Haberlerden 2 dakika önce başlar, iki dakika sürer, sen iki saniye ilgilenirsin. Hava durumudur nihayetinde. Öyle de olur böyle de. Ankara’da hava açık-kapalı, Çanakkale yağışlı, artık neredeysen o kadar ilgini çeker. Ya da nereye gideceksen. Mayıs ayında yağmurluk ya da şemsiye ile dert olmaktan çıkar kara bulutlar. Size dert olmaktan çıkar bir şapkayla. Ama şapka kazak gömlek kurtarmaz kimilerini, aynı hava falaketi olur, iflası olur kimilerinin de.
Kentlerde marketlerde veya mahalle manavında en tazesini, en doğalını ararken biraz üşürsen üstüne bir şal bir hırka alırsın geçer gider. Akşam hafif serin geçer ama köy yerinde o soğuk koca bir bahçeyi, tarlayı, bir yılın mahsulünü yakar o gece. Kelimenin tam anlamıyla yakar. Hem o mahsül yanar hem de çiftçi. Kiraz tomurcuklarıyla, çiçek açmış kaysı dallarıyla, bahar festivali uçsuz bucaksız meyve bahçeleri hazana döner yaz gelmeden. Bir ailenin birikimi, emeği, geçen yılı, gelecek yılı bir gecede yok olur.
İki hafta önce yurt genelinde hava 30 dereceyi aştı. Mayıs’ın ortasında Ağustos’u yaşadık. Ağaçların çiçekleri meyveye döndü, tarlalar yeşerdi, sebze fideleri boylandı. Sonra bir soğudu ki, aman allahım; afet oldu iki gecede. Soğuktan yandı yeşil yapraklar. Sebze bahçeleri karardı, rengi değişti.
Sağlık, neşe, umut, saymakla bitmez doğanın verdikleri ama acıması da yok. “İstersem hepsini geri alırım” diyor düzenini bozduğumuz dünya; alır da. İklim değişikliğiyle yavaş yavaş kuyusunu kazıyor zaten, alacak hepimizi, ağa paşa seçmeyecek. Doğaya saygılı olmaktan, toprağı, suyu, ağacı korumaktan başka çare yok. Tüketirken, yapıp yıkarken, harcarken havayı suyu iyi hesabetmeli. Konuşurken, dinlerken iki kere düşünmeli, kıymet bilmeli.

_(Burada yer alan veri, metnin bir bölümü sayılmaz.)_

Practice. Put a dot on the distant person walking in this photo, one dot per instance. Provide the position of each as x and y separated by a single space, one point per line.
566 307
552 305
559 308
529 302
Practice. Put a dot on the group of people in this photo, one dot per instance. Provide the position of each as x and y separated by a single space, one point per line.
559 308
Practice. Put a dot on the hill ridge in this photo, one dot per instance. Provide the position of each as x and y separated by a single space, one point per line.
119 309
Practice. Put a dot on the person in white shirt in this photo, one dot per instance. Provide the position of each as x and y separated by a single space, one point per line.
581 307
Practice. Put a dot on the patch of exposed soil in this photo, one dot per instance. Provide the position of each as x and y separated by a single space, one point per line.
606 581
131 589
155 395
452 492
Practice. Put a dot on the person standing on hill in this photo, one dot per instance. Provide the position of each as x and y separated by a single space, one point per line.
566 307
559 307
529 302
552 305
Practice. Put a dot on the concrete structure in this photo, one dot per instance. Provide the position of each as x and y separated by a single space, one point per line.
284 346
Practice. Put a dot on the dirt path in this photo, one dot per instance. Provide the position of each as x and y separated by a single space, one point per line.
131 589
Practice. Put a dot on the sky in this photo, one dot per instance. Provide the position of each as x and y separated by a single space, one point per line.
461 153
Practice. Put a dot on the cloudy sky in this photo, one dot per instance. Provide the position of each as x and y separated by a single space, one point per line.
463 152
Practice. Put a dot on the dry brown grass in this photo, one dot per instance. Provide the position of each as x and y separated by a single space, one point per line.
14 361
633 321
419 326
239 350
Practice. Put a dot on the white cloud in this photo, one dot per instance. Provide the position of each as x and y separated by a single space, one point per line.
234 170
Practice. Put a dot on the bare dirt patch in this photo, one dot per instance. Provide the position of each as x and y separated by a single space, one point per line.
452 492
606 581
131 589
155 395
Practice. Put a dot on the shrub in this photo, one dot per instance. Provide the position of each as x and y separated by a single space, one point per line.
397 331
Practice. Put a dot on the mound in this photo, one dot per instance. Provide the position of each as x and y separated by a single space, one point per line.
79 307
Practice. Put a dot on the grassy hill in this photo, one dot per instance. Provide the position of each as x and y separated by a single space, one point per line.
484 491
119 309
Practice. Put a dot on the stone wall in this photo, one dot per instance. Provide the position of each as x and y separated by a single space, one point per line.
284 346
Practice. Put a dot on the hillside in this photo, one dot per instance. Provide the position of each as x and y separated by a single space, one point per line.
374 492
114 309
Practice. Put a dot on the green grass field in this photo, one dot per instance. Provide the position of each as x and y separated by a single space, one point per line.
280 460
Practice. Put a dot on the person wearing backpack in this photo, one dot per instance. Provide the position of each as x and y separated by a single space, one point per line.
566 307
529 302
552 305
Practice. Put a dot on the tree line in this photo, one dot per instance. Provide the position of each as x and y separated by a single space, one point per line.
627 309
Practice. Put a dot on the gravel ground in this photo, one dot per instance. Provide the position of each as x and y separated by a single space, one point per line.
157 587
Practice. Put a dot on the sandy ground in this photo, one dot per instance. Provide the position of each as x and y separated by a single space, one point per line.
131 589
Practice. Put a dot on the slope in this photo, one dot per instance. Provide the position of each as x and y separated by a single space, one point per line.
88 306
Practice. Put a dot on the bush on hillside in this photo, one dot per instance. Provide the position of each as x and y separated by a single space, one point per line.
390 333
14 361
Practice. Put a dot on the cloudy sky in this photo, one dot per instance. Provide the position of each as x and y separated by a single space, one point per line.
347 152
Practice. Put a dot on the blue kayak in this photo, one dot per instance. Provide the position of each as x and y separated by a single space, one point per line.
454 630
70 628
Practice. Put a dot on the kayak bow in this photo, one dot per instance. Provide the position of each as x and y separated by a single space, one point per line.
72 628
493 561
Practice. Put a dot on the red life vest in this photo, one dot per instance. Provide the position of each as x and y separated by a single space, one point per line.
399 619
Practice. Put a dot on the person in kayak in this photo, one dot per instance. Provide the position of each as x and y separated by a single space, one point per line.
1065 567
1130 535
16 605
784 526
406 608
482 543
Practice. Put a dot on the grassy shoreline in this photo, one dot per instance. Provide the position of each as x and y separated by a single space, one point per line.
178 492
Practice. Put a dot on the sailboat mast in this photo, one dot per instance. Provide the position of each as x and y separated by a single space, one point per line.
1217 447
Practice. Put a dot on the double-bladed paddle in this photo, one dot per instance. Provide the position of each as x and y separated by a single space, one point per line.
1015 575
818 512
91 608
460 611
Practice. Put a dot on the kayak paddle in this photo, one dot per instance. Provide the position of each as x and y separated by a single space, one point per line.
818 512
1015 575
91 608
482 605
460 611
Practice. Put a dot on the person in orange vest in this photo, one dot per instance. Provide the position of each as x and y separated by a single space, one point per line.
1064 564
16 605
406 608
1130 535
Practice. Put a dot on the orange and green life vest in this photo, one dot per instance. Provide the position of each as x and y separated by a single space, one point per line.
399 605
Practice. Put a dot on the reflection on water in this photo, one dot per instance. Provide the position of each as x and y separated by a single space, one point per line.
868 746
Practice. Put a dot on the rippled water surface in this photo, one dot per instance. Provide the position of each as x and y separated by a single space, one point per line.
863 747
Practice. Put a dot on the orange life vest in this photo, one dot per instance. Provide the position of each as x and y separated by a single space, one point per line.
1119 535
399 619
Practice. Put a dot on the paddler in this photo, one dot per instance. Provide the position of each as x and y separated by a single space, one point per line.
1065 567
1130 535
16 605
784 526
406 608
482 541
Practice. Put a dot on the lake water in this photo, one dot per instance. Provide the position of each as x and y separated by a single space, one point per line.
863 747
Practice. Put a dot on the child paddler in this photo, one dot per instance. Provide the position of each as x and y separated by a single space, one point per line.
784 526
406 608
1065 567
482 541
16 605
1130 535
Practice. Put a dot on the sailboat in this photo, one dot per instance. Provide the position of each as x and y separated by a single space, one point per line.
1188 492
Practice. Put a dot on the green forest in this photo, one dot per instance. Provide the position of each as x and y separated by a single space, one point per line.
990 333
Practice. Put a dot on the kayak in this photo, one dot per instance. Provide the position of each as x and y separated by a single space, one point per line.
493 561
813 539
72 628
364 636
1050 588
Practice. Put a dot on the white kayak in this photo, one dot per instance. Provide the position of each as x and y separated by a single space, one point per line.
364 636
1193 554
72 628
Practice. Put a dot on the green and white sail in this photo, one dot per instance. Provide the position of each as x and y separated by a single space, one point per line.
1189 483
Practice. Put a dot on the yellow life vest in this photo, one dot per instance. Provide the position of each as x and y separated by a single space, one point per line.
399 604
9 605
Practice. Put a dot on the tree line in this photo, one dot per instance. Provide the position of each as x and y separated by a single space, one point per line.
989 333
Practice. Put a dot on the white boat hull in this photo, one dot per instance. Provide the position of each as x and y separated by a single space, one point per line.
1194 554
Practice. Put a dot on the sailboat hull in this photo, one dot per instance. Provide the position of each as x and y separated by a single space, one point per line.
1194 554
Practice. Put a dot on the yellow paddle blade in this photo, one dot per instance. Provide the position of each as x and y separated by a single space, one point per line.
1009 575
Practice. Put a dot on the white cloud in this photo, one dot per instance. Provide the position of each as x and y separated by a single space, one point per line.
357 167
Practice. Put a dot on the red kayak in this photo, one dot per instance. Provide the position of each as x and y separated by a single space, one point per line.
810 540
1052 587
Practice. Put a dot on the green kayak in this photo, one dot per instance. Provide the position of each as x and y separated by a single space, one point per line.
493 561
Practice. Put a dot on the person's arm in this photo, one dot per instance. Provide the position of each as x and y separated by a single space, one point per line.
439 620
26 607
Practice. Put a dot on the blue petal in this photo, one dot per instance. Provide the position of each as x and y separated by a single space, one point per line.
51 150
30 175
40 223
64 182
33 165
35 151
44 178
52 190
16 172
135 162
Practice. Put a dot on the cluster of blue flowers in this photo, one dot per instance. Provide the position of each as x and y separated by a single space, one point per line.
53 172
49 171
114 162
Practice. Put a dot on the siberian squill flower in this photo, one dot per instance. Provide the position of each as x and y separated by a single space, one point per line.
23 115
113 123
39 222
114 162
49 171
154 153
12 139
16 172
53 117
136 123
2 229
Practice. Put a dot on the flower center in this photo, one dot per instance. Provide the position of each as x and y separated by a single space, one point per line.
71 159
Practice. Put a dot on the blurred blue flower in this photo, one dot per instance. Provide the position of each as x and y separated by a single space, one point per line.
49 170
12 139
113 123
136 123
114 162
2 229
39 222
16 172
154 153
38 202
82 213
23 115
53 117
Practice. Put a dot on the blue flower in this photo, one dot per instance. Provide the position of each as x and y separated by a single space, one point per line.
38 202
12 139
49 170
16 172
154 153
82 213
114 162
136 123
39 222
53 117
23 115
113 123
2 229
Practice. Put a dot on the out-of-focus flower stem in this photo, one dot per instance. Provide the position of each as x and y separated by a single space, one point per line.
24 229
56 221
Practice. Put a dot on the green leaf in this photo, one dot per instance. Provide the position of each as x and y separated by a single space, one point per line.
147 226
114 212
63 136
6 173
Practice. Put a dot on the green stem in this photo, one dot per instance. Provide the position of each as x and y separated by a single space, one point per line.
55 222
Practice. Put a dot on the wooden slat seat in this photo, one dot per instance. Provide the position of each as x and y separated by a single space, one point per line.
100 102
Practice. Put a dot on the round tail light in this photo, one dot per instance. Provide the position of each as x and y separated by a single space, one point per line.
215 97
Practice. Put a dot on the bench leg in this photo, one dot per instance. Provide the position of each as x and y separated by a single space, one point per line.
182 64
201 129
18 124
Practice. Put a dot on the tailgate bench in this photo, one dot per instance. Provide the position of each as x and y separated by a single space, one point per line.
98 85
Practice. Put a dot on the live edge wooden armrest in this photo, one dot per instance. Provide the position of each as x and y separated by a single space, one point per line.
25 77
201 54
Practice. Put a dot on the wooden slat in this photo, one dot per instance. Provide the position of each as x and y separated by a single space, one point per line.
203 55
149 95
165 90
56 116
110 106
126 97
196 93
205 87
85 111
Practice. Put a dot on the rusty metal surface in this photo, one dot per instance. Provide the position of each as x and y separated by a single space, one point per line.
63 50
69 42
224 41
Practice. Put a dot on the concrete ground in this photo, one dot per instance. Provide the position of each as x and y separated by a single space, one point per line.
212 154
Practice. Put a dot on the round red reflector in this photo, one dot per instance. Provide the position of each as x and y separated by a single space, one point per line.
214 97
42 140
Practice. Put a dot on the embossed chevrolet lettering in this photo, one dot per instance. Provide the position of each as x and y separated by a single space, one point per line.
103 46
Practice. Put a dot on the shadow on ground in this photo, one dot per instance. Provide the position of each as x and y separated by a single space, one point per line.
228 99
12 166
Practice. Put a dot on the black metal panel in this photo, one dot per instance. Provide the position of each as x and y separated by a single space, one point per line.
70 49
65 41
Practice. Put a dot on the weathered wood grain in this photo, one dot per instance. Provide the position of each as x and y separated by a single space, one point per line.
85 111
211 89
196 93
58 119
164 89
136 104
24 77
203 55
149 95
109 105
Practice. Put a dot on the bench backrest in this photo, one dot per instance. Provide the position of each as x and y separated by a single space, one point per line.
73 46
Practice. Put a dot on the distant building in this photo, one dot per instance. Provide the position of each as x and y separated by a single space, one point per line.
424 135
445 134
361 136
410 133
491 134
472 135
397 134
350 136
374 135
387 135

Haberlerin hava durumu kadar değeri yok ama o biter bitmez de haberler başlıyor saat başı. Siyasetin çenesi düşmüş, ağzı bozulmuş. Yandık, yine erken seçim konuşuluyor. Çok sıcakta ya da soğukta yanan dallar fidanlar gibi her türlü yanıyoruz.
Kabalık, hoyratlık, bencillik diz boyu. Yalandan talandan geçilmiyor. Doğadan, çevreden, topraktan bahseden yok, havaya, suya, adalete kıymet veren yok. Ne vaadedeceksiniz, hangi yüzle ne isteyeceksiniz? Kendi dünyasında doğa olmayanlar, kendi dünyasında incelik, neşe olmayanlar neyi güzelleştirebilir ki.